Salvatore Vessichio may have had probate avoidance in mind when he added the names of his two daughters, Charlene Vessichio and Sally Ann Durso, to his BankBoston account three years ago. When Mr. Vessichio died a short time later, Charlene Vessichio went to the bank, withdrew the entire account balance, paid for her father’s funeral, and placed the remaining proceeds in a brokerage account in her own name.
Her sister, Ms. Durso, demanded her half of the account. Ms. Vessichio refused to turn it over, pointing to a Connecticut state statute which specifically authorized the bank to release a joint tenancy account to any one of the joint tenants. Ms. Durso then filed a lawsuit against her sister.
The trial court concluded that Ms. Durso and Ms. Vessichio had owned an equal interest in the bank account, but that payment of Mr. Vessichio’s funeral expenses was a legitimate use of the money. The court ordered Ms. Vessichio to return half of the remaining account balance to her sister. The Connecticut Court of Appeals agreed, noting that the statute on which Ms. Vessichio relied was really intended to protect the bank from claims by joint tenants, not to protect the joint tenants from claims against one another. Durso v. Vessichio, August 26, 2003.
Arizona law is very similar. The presumption is that joint tenancy property is owned equally among all joint tenants, but that each named account owner is entitled to manage the entire account. That is one reason that placing a child’s name on an account as a joint tenant is dangerous—Ms.
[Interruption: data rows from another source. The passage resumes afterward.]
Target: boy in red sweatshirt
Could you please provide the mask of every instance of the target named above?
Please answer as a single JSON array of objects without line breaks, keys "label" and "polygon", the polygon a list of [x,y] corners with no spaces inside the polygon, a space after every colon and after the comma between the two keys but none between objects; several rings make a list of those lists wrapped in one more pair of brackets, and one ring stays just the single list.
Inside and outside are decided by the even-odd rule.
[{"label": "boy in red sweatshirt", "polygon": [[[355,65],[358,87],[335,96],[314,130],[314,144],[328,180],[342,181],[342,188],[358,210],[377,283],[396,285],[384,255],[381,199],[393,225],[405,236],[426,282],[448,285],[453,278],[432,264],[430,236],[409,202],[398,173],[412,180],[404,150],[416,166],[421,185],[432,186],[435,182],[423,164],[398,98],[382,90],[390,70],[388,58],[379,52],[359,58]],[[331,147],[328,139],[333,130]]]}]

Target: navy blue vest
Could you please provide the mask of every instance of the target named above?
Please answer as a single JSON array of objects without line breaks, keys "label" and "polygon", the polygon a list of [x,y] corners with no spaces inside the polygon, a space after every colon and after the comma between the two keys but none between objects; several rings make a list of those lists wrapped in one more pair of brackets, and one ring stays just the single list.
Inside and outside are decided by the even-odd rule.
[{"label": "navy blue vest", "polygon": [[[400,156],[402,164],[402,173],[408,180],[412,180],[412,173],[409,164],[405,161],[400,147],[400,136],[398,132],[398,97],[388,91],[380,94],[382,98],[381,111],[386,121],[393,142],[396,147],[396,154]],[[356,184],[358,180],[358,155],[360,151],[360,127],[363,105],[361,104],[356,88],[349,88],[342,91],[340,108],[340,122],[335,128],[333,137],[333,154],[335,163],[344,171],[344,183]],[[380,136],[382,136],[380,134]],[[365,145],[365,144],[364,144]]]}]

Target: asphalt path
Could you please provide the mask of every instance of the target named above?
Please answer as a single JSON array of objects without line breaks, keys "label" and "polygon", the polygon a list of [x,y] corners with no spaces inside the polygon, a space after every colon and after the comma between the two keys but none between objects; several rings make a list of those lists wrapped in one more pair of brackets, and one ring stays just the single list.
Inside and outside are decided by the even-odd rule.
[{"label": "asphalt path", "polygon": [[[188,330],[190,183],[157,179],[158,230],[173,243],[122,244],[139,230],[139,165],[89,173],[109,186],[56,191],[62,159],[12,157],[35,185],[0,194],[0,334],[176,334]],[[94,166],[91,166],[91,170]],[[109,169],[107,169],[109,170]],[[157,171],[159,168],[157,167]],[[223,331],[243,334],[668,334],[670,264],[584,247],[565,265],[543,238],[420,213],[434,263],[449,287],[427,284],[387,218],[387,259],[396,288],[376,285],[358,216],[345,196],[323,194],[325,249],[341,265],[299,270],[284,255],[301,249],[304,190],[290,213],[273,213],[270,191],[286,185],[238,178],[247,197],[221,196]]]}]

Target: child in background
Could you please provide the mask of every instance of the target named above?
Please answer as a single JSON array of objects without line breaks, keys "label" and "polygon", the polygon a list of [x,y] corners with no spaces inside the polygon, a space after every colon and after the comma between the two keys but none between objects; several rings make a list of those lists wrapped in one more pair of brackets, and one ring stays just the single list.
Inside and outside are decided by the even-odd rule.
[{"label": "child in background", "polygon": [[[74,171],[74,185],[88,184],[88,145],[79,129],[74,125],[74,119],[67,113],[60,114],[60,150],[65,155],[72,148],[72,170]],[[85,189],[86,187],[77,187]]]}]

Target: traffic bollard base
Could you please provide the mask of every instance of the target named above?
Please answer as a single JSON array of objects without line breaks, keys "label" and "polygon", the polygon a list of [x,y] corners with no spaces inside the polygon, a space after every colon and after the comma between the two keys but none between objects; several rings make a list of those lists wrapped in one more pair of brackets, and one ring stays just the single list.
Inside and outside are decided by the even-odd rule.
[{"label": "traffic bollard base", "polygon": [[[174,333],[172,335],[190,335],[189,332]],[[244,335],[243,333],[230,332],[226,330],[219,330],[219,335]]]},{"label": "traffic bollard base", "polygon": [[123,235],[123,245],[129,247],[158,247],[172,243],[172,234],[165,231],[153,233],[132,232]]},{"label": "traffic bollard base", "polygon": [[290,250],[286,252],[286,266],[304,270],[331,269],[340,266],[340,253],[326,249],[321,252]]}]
Vessichio could have withdrawn the entire account and held the proceeds in her own name even before her father died, thereby depriving him of his own funds.
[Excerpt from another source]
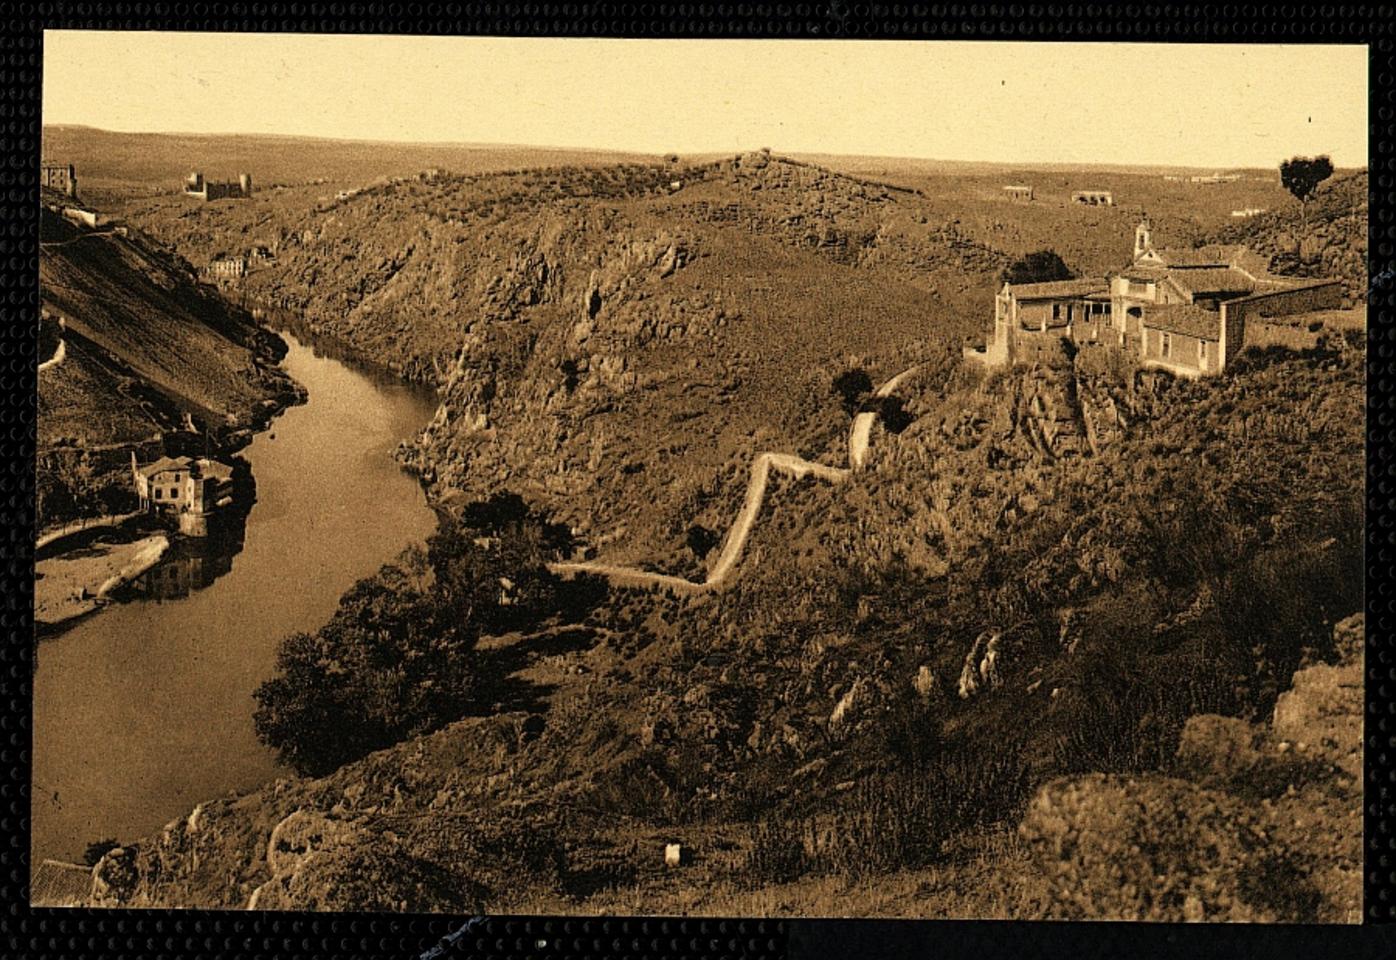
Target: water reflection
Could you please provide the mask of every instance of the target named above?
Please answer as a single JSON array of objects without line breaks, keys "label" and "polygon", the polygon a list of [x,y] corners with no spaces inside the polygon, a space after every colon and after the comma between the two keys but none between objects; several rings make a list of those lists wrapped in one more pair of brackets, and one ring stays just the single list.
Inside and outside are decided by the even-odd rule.
[{"label": "water reflection", "polygon": [[[196,590],[212,586],[231,573],[233,557],[242,552],[247,534],[247,512],[235,504],[209,520],[208,536],[178,537],[154,567],[137,577],[123,594],[146,600],[183,600]],[[127,599],[126,596],[117,599]]]}]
When one joint tenant has contributed more than his or her share of a joint account, however, the interests of the joint tenants are proportional to their actual contributions. In other words, in an action against Ms. Vessichio by her father he should have been able to secure return of the entire account, not just a one-third interest. Her ability to withdraw the account balance, however, would have put him through a legal proceeding to establish his rights.